Dapatkah rinitis alergi diberantas? Bagaimana cara mengobatinya?

Pasien: Setiap tahun di awal musim dingin, merobek, pilek, hidung tersumbat, hidung tersumbat, inhalasi yang menyakitkan, sedikit pembengkakan dahi, pusing, pernah diperlakukan sebagai pilek, setiap kali dengan beberapa efek, ingin memberantas sepenuhnya

Feng Guofang, Departemen Otolaringologi, Rumah Sakit PLA 304.

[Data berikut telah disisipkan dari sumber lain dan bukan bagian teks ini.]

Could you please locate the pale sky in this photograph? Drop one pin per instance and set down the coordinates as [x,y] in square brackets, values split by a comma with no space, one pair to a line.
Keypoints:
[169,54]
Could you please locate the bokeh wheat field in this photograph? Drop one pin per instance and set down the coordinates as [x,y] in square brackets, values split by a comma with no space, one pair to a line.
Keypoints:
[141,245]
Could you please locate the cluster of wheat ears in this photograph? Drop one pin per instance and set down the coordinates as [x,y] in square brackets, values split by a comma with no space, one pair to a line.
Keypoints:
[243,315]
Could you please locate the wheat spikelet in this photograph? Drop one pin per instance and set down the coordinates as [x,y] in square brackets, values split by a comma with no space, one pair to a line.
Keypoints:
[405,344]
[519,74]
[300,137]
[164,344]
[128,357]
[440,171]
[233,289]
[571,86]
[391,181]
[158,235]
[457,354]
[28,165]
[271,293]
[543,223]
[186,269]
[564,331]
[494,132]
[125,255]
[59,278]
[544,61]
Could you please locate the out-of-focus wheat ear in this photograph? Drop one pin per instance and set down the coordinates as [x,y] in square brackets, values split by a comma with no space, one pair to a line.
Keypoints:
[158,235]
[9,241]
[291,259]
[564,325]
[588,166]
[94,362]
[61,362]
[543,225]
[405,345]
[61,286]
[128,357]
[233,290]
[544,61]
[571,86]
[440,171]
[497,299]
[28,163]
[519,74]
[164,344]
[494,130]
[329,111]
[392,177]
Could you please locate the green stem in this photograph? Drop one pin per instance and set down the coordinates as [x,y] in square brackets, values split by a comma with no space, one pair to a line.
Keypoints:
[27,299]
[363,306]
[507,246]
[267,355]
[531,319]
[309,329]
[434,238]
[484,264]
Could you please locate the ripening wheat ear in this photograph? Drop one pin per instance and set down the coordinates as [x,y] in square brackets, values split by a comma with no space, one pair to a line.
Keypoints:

  Rinitis alergi adalah “masalah kecil, masalah besar” dengan insiden yang tinggi dan “masalah global yang besar”. Secara teoritis, terapi desensitisasi dapat menyembuhkan penyakit ini, tetapi dalam praktik klinis sulit untuk mencapai hal ini karena pertama-tama, pasien tidak memiliki alergen tunggal, dan bahkan jika mereka melakukannya, kepatuhan terhadap terapi desensitisasi buruk dan efek pengobatannya tidak memuaskan. Feng Guofang, Departemen Otolaringologi, Rumah Sakit Afiliasi Pertama dari Rumah Sakit Umum Tentara Pembebasan Rakyat Tiongkok
  Ada lima pilihan pengobatan untuk rinitis alergi. Pertama, alergen dapat diidentifikasi dan dapat dihindari (misalnya untuk alergi serbuk sari musiman, relokasi dll, untuk alergi tungau debu, penghilangan tungau dll); kedua, penstabil membran seperti natrium kromoglikat digunakan untuk mengurangi pecahnya sel mast dan membran basofil dan pelepasan mediator inflamasi; ketiga, terapi hormon diberikan secara lokal dan sistemik jika perlu, mekanisme kerjanya adalah mencegah pembentukan mediator inflamasi; keempat, terapi hormon diberikan untuk Keempat, pemberian antagonis reseptor mediator inflamasi, seperti keratan antagonis reseptor histamin, dan antagonis reseptor leukotrien cisplatin montelukast sodium, dan lain-lain; Kelima, memblokir hubungan antara ujung saraf dan jaringan target, seperti ablasi plasma atau pengobatan pisau HIFU (pisau ultrasound terfokus energi tinggi), dan lain-lain.
  Jika Anda alergi terhadap tungau debu, Anda dapat mempertimbangkan desensitisasi sublingual. Jika tidak ada alergen yang teridentifikasi atau jika Anda alergi terhadap beberapa alergen, Anda dapat memulai dengan sistem konservatif pengobatan anti-alergi reguler dan mempertimbangkan ablasi plasma atau pengobatan pisau HIFU (pisau ultrasound terfokus energi tinggi), yang terakhir ini non-invasif pada mukosa hidung dan memiliki efisiensi pengobatan 90,3% dan dapat dipertahankan selama sekitar 3 tahun.